This blog aims to guide you through the process of programming a Pololu robot to execute a specific set of actions: ascending a ramp, recognizing the summit, changing direction, and safely descending the ramp without the risk of falling off. We will delve into best practices for designing an embedded system, breaking down the process into modeling, designing, and analyzing.

Throughout this journey, we'll navigate the intricacies of implementing line sensing, feedback control, and accelerometer integration to ensure our robot successfully ascends a ramp, executes a turn at the top, and descends without veering off the edge.

Ramp

Background

For this project, we will utilize Lingua Franca, the first reactor-oriented coordination language. It allows you to specify reactive components and compose them. Lingua Franca's semantics eliminate race conditions by construction and provide a sophisticated model of time, including a clear and precise notion of simultaneity. The blog will explain the concepts sufficiently for you to comprehend the program, even if you're not familiar with the language.

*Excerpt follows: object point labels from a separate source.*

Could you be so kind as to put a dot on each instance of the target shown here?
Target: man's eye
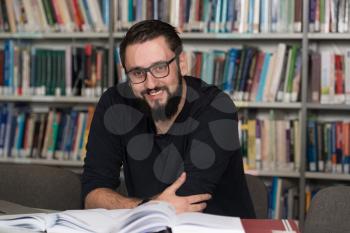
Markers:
(137, 73)
(160, 67)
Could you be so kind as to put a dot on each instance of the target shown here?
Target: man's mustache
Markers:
(148, 91)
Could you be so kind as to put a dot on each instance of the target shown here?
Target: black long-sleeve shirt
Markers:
(203, 142)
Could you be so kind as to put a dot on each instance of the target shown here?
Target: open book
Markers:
(153, 216)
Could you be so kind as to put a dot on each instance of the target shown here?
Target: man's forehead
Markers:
(146, 53)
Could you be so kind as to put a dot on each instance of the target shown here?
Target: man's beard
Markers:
(161, 112)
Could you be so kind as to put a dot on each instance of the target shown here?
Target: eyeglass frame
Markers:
(148, 69)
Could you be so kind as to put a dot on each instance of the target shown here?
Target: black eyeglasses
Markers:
(158, 70)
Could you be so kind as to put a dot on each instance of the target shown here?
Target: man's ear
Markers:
(183, 63)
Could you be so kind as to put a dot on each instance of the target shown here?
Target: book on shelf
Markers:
(151, 217)
(54, 16)
(328, 146)
(250, 74)
(329, 16)
(59, 71)
(59, 134)
(330, 77)
(270, 144)
(283, 199)
(217, 16)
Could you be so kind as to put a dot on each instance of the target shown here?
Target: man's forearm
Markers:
(109, 199)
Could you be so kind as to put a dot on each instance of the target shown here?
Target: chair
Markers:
(40, 186)
(329, 211)
(259, 195)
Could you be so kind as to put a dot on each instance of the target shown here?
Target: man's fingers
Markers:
(177, 184)
(198, 198)
(197, 207)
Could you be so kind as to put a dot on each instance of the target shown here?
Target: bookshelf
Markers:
(301, 109)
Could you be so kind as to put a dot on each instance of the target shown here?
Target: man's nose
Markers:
(151, 81)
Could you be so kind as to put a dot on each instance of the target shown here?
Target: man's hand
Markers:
(193, 203)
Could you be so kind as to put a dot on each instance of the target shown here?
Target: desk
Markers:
(249, 225)
(267, 225)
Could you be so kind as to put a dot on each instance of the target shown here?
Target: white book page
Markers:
(199, 222)
(94, 220)
(152, 216)
(35, 222)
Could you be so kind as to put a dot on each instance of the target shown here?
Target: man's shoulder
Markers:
(208, 98)
(115, 95)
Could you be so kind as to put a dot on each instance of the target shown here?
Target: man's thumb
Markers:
(177, 184)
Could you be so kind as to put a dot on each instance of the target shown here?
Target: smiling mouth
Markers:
(154, 92)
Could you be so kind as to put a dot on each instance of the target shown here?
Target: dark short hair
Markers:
(148, 30)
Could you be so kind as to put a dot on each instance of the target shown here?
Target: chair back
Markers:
(329, 211)
(40, 186)
(259, 195)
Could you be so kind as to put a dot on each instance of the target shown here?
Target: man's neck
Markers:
(163, 126)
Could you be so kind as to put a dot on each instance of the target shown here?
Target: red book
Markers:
(339, 72)
(267, 225)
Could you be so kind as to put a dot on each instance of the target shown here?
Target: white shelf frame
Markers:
(232, 36)
(327, 176)
(55, 35)
(317, 106)
(263, 173)
(49, 162)
(50, 99)
(329, 36)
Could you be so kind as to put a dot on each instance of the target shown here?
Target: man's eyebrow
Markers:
(139, 67)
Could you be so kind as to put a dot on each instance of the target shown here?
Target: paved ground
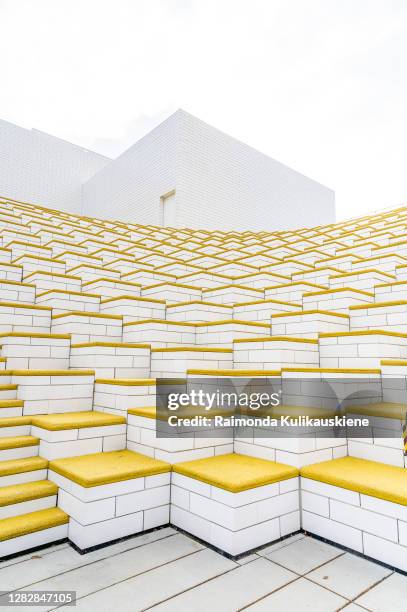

To kickstart our project, we'll fork lf-3pi-template, which comes with pico-sdk, facilitating a quick start.

Understanding the Task at Hand

Our primary goal is to program the Pololu robot to perform a specific sequence: climb a ramp, detect the summit, turn around, and descend without falling off the edge. Key elements for this challenge include a ramp with a 15-degree slope, a flat turning surface at the top, a light-colored surface, and dark-colored edges for the robot to detect and avoid.

Ramp

Modeling

Let's initiate our project by modeling it with a finite-state machine and outlining the sensors we'll use.

Sensors Utilized

Line Sensors

For detecting edges and preventing the robot from falling off the wedge. Additionally, the accelerometer will provide roll, yaw, and pitch values, while the gyroscope calculates the angular velocity for precise turns.

Encoders

Encoders play a crucial role in sustaining a consistent speed during both ascents and descents on the hill, effectively powering the wheels in accordance with the terrain.

Accelerometer

Implement feedback control to adjust individual wheel speed periodically, maintaining a near-zero roll measurement. We will leverage the Motors With Feedback reactor to compensate for roll-induced variations in motor power.

Gyroscope

Utilize the gyroscope to calculate angular displacement for accurate turning of the bot.

(Note: For more details about the implementation of the program for sensors, refer to the src directory)

Finite State Machine

Finite State Machine

Our journey begins in a calibrating state, where we set the line sensor threshold. After a 5-second calibration, we transition to the driving state. Subsequently, the robot defaults to moving forward.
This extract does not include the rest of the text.